Have you heard of Letter Writing Day ?
It’s time to bring out your loveliest stationery and your favorite pen. Pick that special someone and write a letter.
And….. Think about exactly what you want to say before you say it because, with a pen, there’s no cut and paste function.
Every December bring out your finest stationery and your writing equipment and send a handwritten letter to someone special, because it is Letter Writing Day!
Today, fewer and fewer people take the time to sit down and write letters to their loved ones, friends or anyone for that matter. Letter Writing Day aims to change this. This day encourages people to hand write letters and send them to their loved ones the old fashioned way – through the mail.
There is no clear origin of this day. One possibility is that this day evolved from Japan, and the hobby of stamp collecting. Japan has a Letter Writing Week, and a Letter Writing Day. Actually, the Japanese Letter Writing Day is held monthly on the 23rd of each month. (We should all take a lesson from the Japanese and handwrite a letter every month.)
A second possibility is that this day evolved from one of many school related letter writing days. There are many references to Letter Writing Day as a grade school, high school and college letter writing days. Regardless, of how it originated, Letter Writing Day is here.
In these days of cell phones, email, and text messages, letter writing can seem hopelessly outdated. But it’s an art worth bringing back, and not just as some misplaced sense of nostalgia. The writing and receiving of letters will always offer an experience that modern technology cannot touch. Letter writing goes back a very long time. History tells us that Homer mentioned letters in the Iliad, and evidence of correspondence has been found in ancient Egypt, India, Rome and China. Preserved letters are great historical resources – they are treated by historians as firsthand accounts of the social, economic and political conditions prevailing at the time. Many are permanently displayed in museums, archives, and collections, made public – for all of us to see, learn from, and savor for years and years. Try doing that with a tweet.
In honor of National Letter Writing Day and beyond, bloggers Brett and Kate McKay from the Art of Manliness, say that “sending a letter is the next best thing to showing up personally at someone’s door; ink from your pen touches the stationary, your fingers touch the paper, and something tangible from your world travels through machines and hands, and deposits itself in another’s mailbox. Your letter is then carried inside as an invited guest. When we take the time to organize and express our deepest thoughts and feelings, write them down for posterity, and send them to a chosen recipient, it’s about the most personal gift one can give and the other receive.”

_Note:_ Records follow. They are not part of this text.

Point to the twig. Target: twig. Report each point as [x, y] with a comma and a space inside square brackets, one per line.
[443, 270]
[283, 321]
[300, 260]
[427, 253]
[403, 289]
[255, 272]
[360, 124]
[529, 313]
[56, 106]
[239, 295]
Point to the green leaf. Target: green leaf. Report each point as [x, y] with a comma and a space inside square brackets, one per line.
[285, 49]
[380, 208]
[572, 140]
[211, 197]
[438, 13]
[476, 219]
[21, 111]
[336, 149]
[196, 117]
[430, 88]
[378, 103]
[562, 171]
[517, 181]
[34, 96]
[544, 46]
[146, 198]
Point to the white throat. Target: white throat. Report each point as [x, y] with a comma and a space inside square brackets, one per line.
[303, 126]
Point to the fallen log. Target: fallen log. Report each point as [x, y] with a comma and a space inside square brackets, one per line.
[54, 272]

When writing a letter or note, stationery is your canvas; purchase stationery in a few different sizes for letters and notes of various lengths. Beautiful stationery also can make the letter seem more like a gift. Spend some time at a stationery store picking out something that is uniquely you.
Rossi has an amazing selection of papers and notes in many sizes and textures…from formal to informal, to script the perfect letter.

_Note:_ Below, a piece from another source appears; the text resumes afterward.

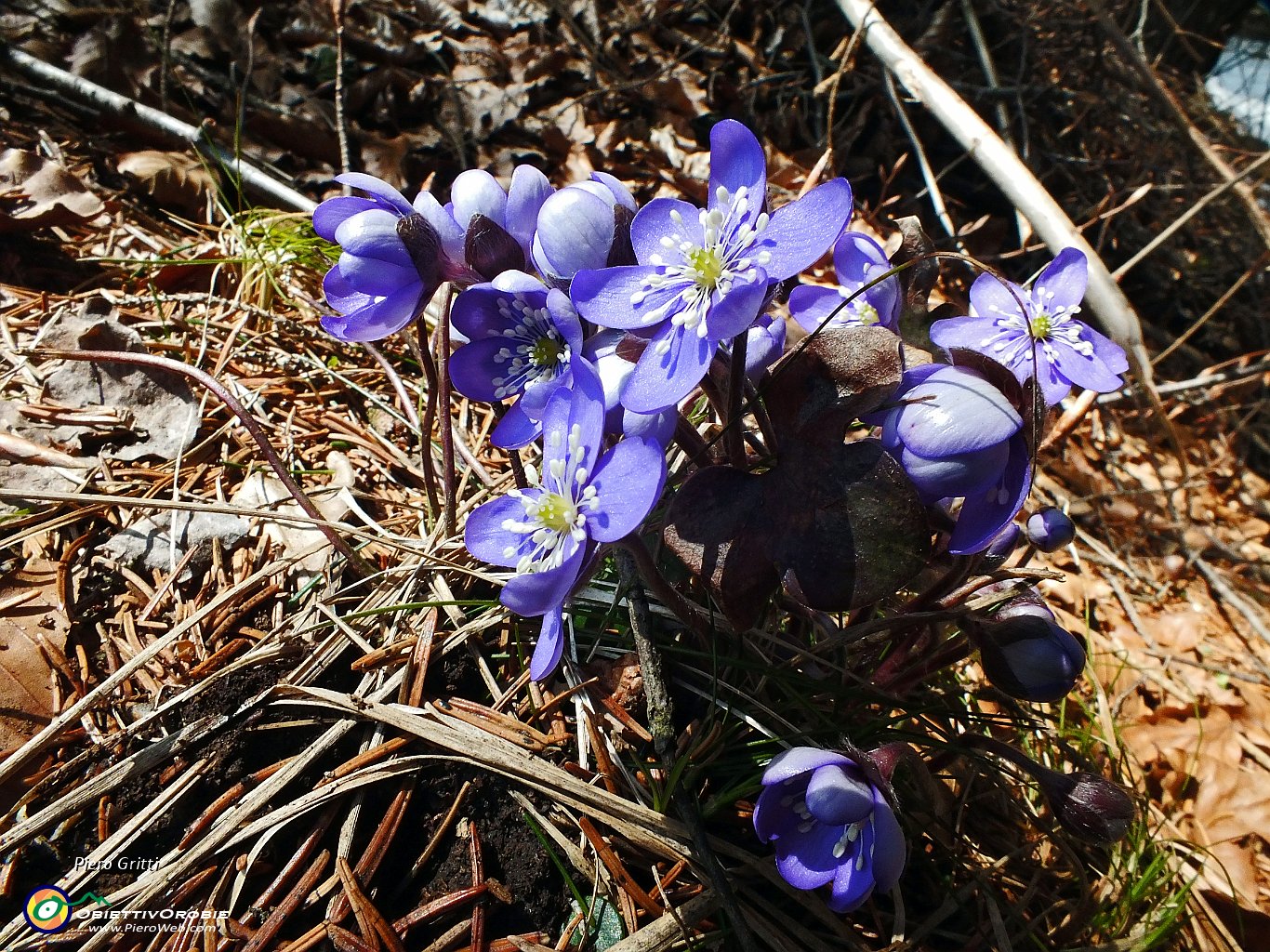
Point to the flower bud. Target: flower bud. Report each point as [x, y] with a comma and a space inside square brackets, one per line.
[1051, 530]
[1002, 546]
[1087, 805]
[1026, 654]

Years ago when people were a thousand miles apart, letter-writing was our only available means of communication. People fell in love over the many letters sent between them. Throughout time, these letters have been tied up with ribbons and stored for future generations to find….treasured possessions of the past, discovered in an old trunk in an attic. Thus, letters not only serve a purpose in the here and now, they also stand as historical records, giving us an incomparable window into the past. Anyone who has ever come across the old letters of parents and grandparents and suddenly felt transported back to another time and place, knows well the legacy-leaving power of letters.
A little known fact: until the mid-19th century, envelopes were all handmade. Because of this, envelopes were extremely expensive and most people just folded up their letters and sealed them with a wax seal.